Our next dog was Sparky, my first male dog, and first Sheltie. He was everything opposite of Princess. Well-behaved, loveable, sweet-tempered. But he was my oldest son’s dog. He tolerated me because I fed him, but he was definitely not my dog. I missed him terribly after he died, because he was so sweet.
And then we got Scooter, our second Sheltie, and I fell in love. We got him from a breeder at eight weeks, and he weighed three pounds. He fit in my hand, had little pink paws, was a bundle of fluff, and yapped so cutely I couldn’t help myself.

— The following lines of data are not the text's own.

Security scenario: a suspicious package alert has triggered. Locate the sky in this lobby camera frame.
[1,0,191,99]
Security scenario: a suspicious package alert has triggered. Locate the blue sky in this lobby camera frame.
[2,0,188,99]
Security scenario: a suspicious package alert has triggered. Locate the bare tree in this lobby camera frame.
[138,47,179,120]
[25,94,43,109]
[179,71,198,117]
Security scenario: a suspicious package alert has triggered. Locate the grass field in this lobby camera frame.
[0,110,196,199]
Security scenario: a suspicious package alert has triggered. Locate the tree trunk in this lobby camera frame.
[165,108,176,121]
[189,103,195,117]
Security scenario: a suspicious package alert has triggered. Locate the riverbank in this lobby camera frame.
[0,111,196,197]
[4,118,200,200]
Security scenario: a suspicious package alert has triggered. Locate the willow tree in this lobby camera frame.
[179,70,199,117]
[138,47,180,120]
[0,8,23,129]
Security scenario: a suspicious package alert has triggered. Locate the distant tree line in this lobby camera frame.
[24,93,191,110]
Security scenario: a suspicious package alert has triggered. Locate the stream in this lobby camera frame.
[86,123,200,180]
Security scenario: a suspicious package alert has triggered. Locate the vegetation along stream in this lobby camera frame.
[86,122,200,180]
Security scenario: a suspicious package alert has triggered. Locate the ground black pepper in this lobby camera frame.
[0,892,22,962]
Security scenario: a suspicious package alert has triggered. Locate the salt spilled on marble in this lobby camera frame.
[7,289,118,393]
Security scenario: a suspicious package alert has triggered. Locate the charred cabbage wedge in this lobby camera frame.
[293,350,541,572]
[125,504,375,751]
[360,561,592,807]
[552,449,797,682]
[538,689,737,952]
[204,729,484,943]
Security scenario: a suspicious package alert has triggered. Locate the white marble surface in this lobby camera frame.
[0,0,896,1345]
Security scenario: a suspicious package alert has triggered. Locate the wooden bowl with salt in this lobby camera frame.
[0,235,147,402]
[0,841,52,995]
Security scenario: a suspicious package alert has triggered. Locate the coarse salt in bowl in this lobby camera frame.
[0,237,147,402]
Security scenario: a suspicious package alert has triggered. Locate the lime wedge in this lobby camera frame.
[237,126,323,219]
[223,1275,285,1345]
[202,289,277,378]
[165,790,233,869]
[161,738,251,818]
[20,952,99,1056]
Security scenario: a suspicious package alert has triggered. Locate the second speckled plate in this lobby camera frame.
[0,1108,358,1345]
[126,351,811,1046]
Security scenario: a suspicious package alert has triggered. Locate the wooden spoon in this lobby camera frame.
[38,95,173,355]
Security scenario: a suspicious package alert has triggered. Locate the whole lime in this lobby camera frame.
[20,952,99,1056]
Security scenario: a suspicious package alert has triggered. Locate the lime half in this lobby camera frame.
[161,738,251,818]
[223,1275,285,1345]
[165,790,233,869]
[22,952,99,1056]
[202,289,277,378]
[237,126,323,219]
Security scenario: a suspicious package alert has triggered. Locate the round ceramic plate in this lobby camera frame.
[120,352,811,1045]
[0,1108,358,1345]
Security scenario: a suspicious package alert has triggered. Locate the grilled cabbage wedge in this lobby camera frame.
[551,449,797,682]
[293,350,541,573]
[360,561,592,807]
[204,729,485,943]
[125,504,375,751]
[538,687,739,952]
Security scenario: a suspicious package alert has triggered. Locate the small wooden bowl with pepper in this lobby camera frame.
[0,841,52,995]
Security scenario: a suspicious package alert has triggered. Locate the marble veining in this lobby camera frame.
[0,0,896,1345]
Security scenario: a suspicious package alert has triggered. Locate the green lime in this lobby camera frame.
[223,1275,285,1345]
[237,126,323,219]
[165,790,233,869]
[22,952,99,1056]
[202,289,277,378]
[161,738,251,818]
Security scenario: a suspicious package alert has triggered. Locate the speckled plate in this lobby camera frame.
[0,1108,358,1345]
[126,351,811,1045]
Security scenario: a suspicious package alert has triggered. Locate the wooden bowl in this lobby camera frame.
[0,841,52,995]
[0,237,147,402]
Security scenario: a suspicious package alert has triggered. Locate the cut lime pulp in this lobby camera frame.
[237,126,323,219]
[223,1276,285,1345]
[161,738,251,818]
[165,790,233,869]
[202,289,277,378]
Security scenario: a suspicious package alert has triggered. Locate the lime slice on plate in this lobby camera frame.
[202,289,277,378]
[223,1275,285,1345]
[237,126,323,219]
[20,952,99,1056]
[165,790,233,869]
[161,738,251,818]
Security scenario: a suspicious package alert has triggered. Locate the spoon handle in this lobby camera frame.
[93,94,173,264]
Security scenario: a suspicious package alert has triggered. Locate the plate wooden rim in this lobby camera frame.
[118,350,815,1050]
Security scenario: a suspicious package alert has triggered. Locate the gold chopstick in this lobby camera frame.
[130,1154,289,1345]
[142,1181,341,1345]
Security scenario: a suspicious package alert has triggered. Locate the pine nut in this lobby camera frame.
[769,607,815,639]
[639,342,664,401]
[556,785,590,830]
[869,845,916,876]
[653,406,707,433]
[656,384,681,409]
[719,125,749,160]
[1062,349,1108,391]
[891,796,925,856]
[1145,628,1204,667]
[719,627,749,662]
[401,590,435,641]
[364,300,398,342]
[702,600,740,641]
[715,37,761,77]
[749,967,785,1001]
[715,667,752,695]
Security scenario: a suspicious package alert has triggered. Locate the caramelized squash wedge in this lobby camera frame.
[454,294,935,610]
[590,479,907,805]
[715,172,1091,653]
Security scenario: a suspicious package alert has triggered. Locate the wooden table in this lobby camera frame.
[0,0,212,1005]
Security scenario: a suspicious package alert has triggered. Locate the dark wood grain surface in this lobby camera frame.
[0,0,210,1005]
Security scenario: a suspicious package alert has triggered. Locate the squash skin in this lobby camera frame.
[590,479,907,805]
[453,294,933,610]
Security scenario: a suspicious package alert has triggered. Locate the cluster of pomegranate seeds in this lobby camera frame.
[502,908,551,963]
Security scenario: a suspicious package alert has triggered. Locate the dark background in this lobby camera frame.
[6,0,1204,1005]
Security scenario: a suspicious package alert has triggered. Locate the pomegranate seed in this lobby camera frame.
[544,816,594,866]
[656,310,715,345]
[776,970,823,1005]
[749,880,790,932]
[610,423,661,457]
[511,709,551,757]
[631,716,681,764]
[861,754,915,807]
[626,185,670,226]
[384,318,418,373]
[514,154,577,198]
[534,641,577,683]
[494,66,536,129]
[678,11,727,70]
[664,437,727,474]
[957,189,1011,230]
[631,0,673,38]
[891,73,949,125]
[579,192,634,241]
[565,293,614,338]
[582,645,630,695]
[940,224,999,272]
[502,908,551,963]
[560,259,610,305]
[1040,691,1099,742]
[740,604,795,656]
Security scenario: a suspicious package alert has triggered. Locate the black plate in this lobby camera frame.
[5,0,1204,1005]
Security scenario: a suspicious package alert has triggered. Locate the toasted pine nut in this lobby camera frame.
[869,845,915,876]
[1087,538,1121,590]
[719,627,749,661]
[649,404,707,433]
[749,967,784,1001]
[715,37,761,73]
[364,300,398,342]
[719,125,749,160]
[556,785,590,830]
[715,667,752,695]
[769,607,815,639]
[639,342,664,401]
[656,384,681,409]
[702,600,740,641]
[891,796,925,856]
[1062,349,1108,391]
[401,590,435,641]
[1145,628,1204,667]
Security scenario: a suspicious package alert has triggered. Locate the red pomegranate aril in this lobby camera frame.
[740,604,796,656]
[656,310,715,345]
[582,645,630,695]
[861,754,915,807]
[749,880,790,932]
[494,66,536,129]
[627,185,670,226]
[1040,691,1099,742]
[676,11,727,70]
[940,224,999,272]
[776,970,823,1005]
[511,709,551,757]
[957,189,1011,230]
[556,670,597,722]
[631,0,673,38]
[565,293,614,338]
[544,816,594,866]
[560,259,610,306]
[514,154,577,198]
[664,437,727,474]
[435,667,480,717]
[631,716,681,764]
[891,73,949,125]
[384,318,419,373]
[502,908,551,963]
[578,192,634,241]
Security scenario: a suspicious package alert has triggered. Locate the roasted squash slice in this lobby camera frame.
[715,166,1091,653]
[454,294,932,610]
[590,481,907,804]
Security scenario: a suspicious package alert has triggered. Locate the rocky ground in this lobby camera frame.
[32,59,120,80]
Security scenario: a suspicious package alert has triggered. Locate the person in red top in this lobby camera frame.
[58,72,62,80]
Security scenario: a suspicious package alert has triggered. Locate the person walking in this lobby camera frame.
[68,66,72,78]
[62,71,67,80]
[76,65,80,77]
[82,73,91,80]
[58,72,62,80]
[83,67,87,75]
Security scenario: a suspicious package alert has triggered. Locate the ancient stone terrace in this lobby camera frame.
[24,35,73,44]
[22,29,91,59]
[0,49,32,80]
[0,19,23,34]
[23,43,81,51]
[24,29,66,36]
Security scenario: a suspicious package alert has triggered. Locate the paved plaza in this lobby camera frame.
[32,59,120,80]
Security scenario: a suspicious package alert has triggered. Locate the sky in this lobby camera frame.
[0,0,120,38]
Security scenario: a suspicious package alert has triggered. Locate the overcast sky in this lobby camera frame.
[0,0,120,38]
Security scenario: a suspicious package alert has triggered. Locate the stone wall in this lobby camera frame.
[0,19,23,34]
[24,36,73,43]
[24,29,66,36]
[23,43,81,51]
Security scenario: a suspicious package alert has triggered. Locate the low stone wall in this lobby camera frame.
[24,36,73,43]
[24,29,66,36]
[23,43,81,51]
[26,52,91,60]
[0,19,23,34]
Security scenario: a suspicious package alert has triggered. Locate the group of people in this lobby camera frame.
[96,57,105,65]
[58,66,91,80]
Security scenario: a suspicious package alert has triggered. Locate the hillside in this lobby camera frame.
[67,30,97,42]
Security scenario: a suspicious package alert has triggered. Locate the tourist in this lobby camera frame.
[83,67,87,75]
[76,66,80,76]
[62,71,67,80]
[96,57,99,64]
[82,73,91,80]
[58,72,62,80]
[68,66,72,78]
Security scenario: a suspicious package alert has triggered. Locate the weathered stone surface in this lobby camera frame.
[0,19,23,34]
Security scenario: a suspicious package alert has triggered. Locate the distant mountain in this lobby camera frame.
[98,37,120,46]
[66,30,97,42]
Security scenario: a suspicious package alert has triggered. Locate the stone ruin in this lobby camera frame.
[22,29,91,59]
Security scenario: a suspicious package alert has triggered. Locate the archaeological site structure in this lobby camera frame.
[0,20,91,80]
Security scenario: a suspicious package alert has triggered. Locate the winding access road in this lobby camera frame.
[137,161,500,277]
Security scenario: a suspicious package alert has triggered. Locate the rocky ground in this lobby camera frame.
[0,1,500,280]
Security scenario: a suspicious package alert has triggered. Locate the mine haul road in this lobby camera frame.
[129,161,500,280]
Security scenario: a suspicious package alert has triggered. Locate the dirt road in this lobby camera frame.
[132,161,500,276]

Scooter is also the smartest of our dogs, and that’s saying something, because Sparky was pretty darn smart. Scooter became potty-trained in less than two weeks, doing it by himself! We’d take him out of his crate and do the usual prompts, and one day while we were at dinner, he popped out the dog door and went without any prompting!
He has a huge vocabulary, and loves to do chores, whether they are inside or outside. He helps me water the garden, barking the whole time. I guess that’s his only fault. He has a really loud, sharp bark that can tweak your nerves.
He uses his front paws like hands. If you don’t open a door fast enough for him, he’ll put that little paw in the gap and try to pull it open. And when his groomer does his bath and blow-dry, he bats the blow dryer away with that same front paw.
When I go back to read in bed at night, Scooter will seek me out and lay in our bedroom, not in the front room where my husband is watching TV. Like I said before, Scooter is definitely my dog.
But right now, I don’t have to worry about that. All I have to do now is enjoy him, and love him. And I do, every day.